Sunday, April 17, 2011

TWEET ME NOT


I’m no technophobe, but please don’t tweet me, text me, or “friend” me. As far as I’m concerned those are all forms of cyber-bullying. I love my computer (that I mostly use as a fancy typewriter), am content with my basic e-mail, and obsessed with the occasional computer game, but I only have a dial-up connection to the internet.

The tweets of Twitter do not intrigue me. I do like epigrams, and the challenge of reducing one’s message to 127 characters has some appeal, but I suspect few tweets attain epigram status. Texting with its arcane abbreviations and acronyms just seems juvenile at best.

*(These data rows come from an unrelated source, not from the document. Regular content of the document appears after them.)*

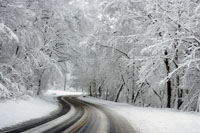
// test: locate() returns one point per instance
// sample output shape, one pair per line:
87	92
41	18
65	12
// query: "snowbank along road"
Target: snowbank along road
76	116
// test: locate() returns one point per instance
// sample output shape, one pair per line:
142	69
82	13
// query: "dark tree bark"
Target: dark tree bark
39	82
118	93
120	89
169	87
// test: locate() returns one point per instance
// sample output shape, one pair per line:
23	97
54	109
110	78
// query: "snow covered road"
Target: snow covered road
78	116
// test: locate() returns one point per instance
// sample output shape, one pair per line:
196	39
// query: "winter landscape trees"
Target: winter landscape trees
141	52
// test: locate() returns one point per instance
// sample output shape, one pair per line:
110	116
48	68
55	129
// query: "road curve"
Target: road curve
76	116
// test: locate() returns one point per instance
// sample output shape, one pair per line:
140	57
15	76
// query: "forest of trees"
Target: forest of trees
144	52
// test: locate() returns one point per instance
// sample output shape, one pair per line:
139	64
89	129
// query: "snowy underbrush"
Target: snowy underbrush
153	120
17	111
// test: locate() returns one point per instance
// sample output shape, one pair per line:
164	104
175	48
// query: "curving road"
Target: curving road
76	116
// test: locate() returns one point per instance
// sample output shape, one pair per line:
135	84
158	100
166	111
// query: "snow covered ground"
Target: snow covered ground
56	93
14	112
152	120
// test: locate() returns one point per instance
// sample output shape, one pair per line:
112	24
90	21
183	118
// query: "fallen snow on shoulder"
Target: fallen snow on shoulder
62	93
152	120
15	112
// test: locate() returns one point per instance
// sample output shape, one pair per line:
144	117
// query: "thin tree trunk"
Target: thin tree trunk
90	90
65	82
169	89
40	82
118	93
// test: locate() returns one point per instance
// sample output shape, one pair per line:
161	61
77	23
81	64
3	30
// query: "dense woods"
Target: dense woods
144	52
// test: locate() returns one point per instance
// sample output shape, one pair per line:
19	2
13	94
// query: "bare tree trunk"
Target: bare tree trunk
65	82
169	89
118	93
90	90
40	82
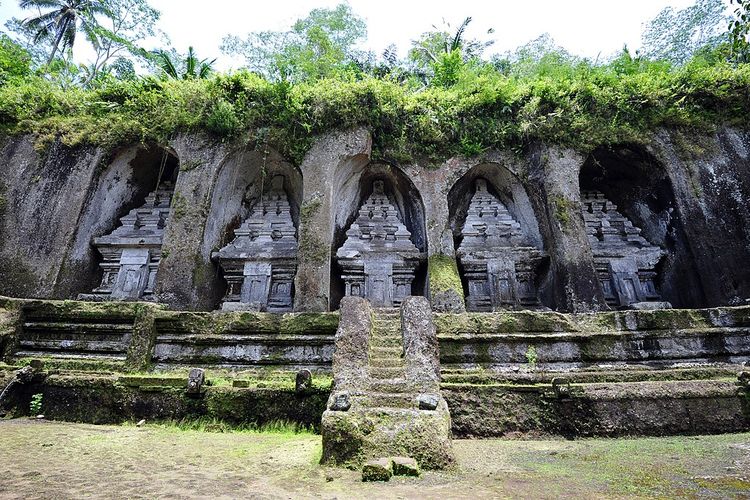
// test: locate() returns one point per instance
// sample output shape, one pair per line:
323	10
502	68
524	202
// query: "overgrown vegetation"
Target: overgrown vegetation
446	104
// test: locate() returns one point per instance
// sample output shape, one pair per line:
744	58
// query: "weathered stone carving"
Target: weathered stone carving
378	259
259	264
132	251
624	259
500	265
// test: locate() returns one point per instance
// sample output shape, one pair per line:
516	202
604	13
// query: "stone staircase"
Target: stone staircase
387	386
386	399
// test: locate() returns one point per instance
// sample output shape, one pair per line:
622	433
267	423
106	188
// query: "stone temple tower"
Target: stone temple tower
500	265
624	260
378	259
131	253
259	264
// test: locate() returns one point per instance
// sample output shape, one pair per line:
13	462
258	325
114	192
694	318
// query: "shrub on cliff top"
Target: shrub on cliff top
574	104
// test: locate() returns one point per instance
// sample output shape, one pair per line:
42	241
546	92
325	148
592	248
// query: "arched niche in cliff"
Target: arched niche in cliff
499	248
628	181
386	185
127	183
242	180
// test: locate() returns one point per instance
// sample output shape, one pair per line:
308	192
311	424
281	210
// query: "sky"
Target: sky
589	28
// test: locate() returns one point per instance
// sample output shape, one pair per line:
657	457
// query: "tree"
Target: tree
676	35
433	45
63	22
125	24
315	47
443	53
739	29
189	68
14	60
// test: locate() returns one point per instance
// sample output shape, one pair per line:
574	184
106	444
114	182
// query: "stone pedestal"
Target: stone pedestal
131	253
498	261
259	264
378	259
385	404
624	260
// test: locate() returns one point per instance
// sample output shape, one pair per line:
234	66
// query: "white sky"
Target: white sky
584	27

Facebook and its kin are mysteries I’m not interested in solving. I don’t need friends that badly. I ignore those requests that purport to be from friends or relatives. The one request I did respond to in a cursory way resulted in my e-mail mail list getting compromised.

I tried to set up a web page for myself, but even the sites that claimed to be user-friendly, quickly attained enemy status in my hands. I had to settle for doing an idiot-proof blog that lacks the bells and whistles of the web page I originally sought.

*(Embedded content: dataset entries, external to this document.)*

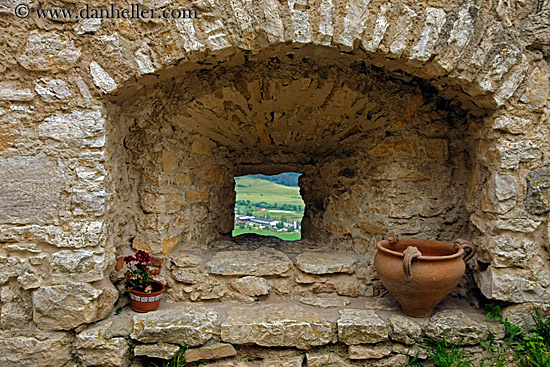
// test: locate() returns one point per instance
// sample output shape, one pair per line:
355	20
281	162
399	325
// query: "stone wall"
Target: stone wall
429	118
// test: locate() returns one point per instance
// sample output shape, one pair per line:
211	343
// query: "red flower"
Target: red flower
142	256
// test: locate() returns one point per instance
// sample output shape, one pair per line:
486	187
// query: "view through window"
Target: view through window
269	205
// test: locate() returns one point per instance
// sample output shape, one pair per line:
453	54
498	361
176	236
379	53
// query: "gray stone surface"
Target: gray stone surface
510	284
369	352
9	92
512	153
48	51
183	325
52	90
101	78
30	190
325	302
325	262
80	128
506	250
63	307
69	235
214	351
537	200
261	262
158	350
512	124
361	327
456	327
94	347
78	265
404	329
40	350
536	30
276	325
251	286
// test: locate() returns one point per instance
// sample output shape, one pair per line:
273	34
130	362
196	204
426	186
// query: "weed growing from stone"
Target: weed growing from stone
531	347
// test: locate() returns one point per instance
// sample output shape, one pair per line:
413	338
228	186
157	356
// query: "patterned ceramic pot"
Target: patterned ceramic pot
145	302
420	273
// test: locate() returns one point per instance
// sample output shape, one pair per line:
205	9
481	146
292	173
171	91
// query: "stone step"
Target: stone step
366	332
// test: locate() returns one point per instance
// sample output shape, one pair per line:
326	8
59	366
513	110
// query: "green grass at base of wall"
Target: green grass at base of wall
283	236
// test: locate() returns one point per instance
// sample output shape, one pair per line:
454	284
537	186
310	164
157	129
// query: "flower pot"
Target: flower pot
145	302
420	273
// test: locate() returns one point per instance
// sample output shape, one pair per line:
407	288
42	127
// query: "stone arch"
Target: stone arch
480	66
472	52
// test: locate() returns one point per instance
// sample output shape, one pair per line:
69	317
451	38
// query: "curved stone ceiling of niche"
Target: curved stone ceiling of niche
313	110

Computers, smart phones, and their apps have taken over the known universe. Google is now a verb, and, despite the recession, sales of I-phones, Kindles, and their ilk prosper. Newspapers are shrinking both in number, and in their physical dimensions. Libraries are short on actual books, and long on audio books, DVDs, computers, and e-books. I’m conflicted because, despite my antipathy for tech talk, I do love Google.

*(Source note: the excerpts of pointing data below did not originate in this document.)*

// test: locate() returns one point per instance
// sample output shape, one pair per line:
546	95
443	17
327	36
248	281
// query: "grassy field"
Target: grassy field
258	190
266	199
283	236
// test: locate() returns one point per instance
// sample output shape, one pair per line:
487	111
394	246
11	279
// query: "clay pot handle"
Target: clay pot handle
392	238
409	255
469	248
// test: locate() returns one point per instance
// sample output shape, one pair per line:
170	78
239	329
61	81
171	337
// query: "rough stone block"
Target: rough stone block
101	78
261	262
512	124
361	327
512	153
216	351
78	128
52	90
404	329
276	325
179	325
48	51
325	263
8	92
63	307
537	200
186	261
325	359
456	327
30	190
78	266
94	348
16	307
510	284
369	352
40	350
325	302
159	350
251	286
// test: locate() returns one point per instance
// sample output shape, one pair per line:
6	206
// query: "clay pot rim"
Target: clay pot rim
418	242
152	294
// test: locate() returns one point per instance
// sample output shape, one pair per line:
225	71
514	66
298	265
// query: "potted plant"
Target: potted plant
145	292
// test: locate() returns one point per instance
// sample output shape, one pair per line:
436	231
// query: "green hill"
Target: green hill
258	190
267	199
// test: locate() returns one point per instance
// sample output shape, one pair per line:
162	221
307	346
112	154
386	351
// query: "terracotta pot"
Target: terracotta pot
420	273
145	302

I’m beginning to think that the issue for me is not just the pervasiveness of technology in my life, but the change it demands from me, and, worst of all, the rapidity of that change. Just as I think I’ve got some computer thing mastered they change the format, the protocol, or the password. I’m often asked by my computer, or whatever is dictating terms, to authorize “updates.” I don’t want updates. I want down-dates; I want boring dates; I just want things the way they used to be.

Nevertheless, although I think movement for movement’s sake is what passes for some tech progress these days, the tsunami of change has already wreaked its havoc, and now some of us have to pick up the few pieces we understand and get used to it.

Until I do that, please do not tweet me, text me, or friend me. I’m not feeling all that friendly these days anyway.